Augustin Drakpe

Personal information
- Date of birth: 8 December 2001 (age 24)
- Place of birth: Kpimé-Hloma, Togo
- Height: 1.85 m (6 ft 1 in)
- Position: Centre-back

Team information
- Current team: Slovan Liberec
- Number: 14

Youth career
- 2013–2020: Sparta Rotterdam

Senior career*
- Years: Team / Apps / (Gls)
- 2020: Sparta Rotterdam / 1 / (0)
- 2020–2024: Jong Sparta / 75 / (0)
- 2024–2025: Spakenburg / 16 / (0)
- 2025: Dordrecht / 37 / (0)
- 2026–: Slovan Liberec / 9 / (0)

International career^{‡}
- 2022: Togo U23 / 2 / (0)
- 2025–: Togo / 1 / (0)

= Augustin Drakpe =

Togolese football player

Augustin Drakpe (born 8 December 2001) is a Togolese professional footballer who plays as a centre-back for the Czech First League club FC Slovan Liberec and for the Togo national team.

==Club career==
Drakpe joined the academy at Sparta in 2013 and progressed through the age group teams before moving to Jong Sparta. He made his professional debut in the Eredivisie for Sparta Rotterdam on 22 April 2022 in a 2–0 defeat against FC Twente. In May 2022 Drakpe signed a new contract with Sparta to keep him with the club until the summer of 2024, with the option of another season for the club.
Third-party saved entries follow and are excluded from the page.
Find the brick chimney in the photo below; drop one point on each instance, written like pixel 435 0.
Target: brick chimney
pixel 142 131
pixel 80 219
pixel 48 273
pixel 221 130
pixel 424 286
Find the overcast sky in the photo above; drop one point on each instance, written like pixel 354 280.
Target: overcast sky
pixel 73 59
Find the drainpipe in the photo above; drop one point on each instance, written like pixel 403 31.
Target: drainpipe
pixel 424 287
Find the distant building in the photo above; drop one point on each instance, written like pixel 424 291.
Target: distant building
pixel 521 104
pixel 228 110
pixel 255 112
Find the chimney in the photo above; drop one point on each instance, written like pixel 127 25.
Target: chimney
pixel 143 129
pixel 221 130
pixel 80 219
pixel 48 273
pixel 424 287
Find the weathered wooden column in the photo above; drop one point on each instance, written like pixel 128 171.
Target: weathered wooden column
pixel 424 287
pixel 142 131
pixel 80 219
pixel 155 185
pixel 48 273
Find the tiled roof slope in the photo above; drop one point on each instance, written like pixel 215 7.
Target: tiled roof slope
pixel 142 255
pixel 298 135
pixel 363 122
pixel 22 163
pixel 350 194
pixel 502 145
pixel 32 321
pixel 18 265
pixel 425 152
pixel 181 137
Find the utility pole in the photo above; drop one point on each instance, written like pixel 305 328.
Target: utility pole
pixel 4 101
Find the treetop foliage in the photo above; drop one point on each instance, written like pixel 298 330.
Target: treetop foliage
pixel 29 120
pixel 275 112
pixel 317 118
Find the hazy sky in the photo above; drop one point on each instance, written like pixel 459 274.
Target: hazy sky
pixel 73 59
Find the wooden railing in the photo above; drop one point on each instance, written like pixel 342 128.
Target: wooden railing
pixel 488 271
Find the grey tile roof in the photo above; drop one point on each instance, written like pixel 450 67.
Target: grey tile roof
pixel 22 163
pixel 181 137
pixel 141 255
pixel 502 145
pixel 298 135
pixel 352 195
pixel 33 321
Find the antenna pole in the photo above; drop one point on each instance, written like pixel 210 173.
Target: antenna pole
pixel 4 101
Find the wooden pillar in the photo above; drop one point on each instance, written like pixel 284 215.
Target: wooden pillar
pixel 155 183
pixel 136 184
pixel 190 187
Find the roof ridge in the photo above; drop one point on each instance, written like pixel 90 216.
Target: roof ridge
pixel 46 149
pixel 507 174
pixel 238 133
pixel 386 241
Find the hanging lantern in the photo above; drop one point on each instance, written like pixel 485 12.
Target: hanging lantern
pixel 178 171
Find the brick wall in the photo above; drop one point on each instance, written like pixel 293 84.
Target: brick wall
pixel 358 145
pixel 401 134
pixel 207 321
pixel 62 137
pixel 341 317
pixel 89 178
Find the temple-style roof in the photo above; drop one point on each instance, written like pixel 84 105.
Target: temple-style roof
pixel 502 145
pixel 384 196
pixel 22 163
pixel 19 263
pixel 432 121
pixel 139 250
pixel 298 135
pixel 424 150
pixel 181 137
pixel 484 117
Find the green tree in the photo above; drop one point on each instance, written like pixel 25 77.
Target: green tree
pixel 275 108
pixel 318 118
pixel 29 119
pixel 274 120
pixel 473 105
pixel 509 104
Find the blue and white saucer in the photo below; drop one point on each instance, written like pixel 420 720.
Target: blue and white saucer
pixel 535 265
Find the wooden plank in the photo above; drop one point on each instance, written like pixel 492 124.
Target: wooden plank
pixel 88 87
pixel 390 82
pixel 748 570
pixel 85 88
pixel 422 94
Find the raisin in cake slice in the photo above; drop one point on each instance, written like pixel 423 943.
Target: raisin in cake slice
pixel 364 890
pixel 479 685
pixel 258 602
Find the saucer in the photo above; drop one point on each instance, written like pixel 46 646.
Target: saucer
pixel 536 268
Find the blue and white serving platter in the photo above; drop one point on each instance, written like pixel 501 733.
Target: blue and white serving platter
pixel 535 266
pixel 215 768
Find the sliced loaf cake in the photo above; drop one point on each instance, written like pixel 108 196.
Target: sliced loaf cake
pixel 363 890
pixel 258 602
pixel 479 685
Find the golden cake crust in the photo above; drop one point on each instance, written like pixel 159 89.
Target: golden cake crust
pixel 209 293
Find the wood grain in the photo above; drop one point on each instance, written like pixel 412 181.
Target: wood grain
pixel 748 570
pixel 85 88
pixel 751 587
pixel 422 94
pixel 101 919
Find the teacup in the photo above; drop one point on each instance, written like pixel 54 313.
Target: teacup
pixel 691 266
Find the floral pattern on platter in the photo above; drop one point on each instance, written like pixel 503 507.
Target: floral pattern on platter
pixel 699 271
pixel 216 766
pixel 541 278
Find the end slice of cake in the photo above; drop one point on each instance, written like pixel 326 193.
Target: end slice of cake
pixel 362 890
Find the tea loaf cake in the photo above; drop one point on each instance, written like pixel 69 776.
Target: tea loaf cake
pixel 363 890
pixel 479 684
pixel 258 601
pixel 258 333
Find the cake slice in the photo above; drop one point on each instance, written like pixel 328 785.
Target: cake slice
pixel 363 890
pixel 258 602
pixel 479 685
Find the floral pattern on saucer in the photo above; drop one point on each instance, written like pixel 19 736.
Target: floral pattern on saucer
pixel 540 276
On 15 January 2025, Drakpe signed a contract with Dordrecht until 30 June 2026. However, on 31 December 2025, he transferred to the Czech club Slovan Liberec, signing a contract until 2029.

==International career==
Drakpe was called up to the Togo U23s in 2021 for matches against Tajikistan and Malawi. He was called up to the senior Togo national team for a set of 2026 FIFA World Cup qualification matches in September 2025.